Smoking Ban Initiative Blocked in Powell City
This week the Powell City Council headed by Mayor Don Hillman was listening arguments of people who are against propsed smoing ban in the city. There were more than 40 people in the council room and all but one of the 12 speakers on the issue asked the council to refuse from smoking ban.
The council proposed smoking ban two months ago. However, bar owners and customers do oppose the initiative. After hearing from the speakers, the council said he needs more information and temporary blocked the initiative.
Hillman said there is self-imposed smoking ban in Powell and in his opinion it is important to let people choose by themselves what they want and what they like. Hillman together with his wife are former smokers and when they went to a restaurant or bar they choose places where smoking cigarettes is prohibited. It is a matter of choice and it goes for business owners, too. Today everyone who wants may run a business and this is their business. This affirmation elicited applause from the audience.

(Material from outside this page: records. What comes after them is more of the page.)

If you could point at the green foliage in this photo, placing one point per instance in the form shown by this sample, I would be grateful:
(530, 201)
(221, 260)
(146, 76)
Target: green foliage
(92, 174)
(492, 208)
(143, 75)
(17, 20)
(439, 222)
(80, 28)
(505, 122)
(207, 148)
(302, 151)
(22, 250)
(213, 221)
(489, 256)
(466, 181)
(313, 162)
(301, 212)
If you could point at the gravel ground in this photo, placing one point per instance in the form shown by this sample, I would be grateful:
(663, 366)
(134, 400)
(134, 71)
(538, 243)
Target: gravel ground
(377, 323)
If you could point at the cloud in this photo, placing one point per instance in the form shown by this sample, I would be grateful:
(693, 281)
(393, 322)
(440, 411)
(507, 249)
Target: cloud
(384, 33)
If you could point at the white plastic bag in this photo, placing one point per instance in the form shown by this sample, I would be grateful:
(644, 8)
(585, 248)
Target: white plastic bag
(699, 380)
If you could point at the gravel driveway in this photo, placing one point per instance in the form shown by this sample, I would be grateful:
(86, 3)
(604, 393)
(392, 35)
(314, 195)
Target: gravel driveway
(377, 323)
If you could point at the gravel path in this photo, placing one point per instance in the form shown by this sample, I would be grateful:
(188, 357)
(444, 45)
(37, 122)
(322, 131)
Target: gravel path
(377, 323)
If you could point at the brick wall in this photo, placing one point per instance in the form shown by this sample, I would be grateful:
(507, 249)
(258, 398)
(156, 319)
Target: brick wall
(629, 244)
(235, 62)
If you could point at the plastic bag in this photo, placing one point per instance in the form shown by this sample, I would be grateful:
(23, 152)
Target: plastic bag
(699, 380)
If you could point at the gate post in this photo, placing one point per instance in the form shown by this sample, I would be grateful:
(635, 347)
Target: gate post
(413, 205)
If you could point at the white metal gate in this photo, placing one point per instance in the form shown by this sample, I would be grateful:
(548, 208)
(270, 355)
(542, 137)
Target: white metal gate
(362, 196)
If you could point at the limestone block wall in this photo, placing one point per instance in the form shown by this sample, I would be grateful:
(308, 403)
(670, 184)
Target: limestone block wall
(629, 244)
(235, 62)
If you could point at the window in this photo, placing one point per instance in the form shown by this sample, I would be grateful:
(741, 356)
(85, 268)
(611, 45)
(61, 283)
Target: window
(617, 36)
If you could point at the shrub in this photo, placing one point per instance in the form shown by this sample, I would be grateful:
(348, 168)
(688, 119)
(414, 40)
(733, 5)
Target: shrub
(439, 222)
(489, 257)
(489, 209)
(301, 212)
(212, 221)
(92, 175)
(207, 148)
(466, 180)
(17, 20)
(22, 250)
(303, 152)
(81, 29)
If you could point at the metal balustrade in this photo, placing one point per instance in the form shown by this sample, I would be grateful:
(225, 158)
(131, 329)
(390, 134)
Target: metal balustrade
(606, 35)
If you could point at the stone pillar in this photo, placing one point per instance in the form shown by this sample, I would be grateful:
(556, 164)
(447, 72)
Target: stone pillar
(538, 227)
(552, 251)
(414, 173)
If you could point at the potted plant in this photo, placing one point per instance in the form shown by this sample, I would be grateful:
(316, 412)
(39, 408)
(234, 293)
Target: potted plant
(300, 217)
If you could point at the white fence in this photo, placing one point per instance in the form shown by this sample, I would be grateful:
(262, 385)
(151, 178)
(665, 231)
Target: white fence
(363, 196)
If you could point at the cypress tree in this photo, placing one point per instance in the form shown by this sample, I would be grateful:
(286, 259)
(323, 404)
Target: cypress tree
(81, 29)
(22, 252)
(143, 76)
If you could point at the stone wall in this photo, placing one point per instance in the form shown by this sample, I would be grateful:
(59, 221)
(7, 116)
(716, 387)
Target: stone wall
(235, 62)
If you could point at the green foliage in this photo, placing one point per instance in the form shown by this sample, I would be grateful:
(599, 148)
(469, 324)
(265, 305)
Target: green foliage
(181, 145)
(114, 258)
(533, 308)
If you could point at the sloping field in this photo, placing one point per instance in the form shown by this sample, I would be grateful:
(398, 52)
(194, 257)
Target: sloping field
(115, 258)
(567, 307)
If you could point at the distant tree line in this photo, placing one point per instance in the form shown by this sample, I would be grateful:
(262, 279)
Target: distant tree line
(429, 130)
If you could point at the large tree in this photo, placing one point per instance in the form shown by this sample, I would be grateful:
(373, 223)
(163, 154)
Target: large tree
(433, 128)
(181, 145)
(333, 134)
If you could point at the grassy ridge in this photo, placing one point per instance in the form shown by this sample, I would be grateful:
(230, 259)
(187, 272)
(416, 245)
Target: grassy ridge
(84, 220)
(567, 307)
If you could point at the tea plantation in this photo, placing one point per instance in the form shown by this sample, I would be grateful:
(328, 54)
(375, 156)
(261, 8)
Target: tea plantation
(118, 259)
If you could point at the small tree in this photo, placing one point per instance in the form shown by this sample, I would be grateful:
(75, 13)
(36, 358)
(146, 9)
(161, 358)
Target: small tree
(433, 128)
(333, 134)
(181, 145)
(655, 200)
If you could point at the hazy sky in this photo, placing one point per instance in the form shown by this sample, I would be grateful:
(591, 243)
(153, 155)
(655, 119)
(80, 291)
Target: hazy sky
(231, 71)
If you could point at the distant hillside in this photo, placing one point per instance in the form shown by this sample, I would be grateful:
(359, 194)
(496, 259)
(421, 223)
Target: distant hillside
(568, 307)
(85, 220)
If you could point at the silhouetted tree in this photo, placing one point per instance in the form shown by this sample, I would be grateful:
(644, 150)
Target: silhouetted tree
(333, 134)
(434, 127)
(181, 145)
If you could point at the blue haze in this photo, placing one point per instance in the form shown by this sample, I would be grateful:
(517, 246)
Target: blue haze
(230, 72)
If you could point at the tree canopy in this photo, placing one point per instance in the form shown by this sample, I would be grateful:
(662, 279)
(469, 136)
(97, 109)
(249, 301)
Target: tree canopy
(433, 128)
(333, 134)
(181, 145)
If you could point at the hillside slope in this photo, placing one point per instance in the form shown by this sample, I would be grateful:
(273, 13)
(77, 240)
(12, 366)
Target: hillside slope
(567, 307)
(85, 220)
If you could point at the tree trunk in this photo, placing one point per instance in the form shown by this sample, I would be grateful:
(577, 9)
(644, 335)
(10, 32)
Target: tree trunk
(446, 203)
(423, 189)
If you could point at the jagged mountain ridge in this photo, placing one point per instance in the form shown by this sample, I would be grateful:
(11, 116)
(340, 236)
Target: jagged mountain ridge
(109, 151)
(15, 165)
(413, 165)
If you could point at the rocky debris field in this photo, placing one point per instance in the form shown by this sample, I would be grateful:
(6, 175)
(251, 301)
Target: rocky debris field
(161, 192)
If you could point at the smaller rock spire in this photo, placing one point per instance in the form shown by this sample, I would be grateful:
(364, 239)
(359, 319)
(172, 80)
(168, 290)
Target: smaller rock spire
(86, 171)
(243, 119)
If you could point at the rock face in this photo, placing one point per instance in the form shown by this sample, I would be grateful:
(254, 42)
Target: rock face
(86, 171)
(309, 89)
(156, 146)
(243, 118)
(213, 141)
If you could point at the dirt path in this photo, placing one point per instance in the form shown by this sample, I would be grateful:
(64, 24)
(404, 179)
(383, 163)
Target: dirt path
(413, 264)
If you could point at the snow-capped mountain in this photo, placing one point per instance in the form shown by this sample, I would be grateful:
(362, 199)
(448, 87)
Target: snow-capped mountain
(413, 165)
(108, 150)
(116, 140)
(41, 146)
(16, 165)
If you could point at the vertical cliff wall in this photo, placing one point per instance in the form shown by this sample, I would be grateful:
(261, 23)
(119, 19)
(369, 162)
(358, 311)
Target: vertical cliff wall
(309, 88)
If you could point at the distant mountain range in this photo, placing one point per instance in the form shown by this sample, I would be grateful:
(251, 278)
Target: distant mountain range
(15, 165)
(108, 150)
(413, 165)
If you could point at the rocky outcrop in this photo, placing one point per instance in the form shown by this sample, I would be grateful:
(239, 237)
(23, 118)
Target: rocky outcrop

La Vina Package Liquors general manager James Andrews was the first person to speak against smoking ban. He said he spent two weeks on reading 37 studies on second-hand smoking effects and none of them provides a proven evidence that second-hand smoke is hazardous for people.
The owner of The Peaks, Meldon McCullough, said that most of people he speaks with are against smoking ban because it violates their freedom. He added that those who support the ban do not come to the bar.
Gene Olmsted, a non-smoker who lives in Park County for a long time, asked how can be prohibited a substance that is legal? They begin with one things to ban then continue woth other. His affirmations faced loud applause.
There were four people to speak against smoking but only one of them did it. His name is John Vipperman and he is a physician’s assistant from the Big Horn Basin Regional Cancer Center, Vipperman said it is important to create more smoke-free places in order to reduce number od smoking-related diseases.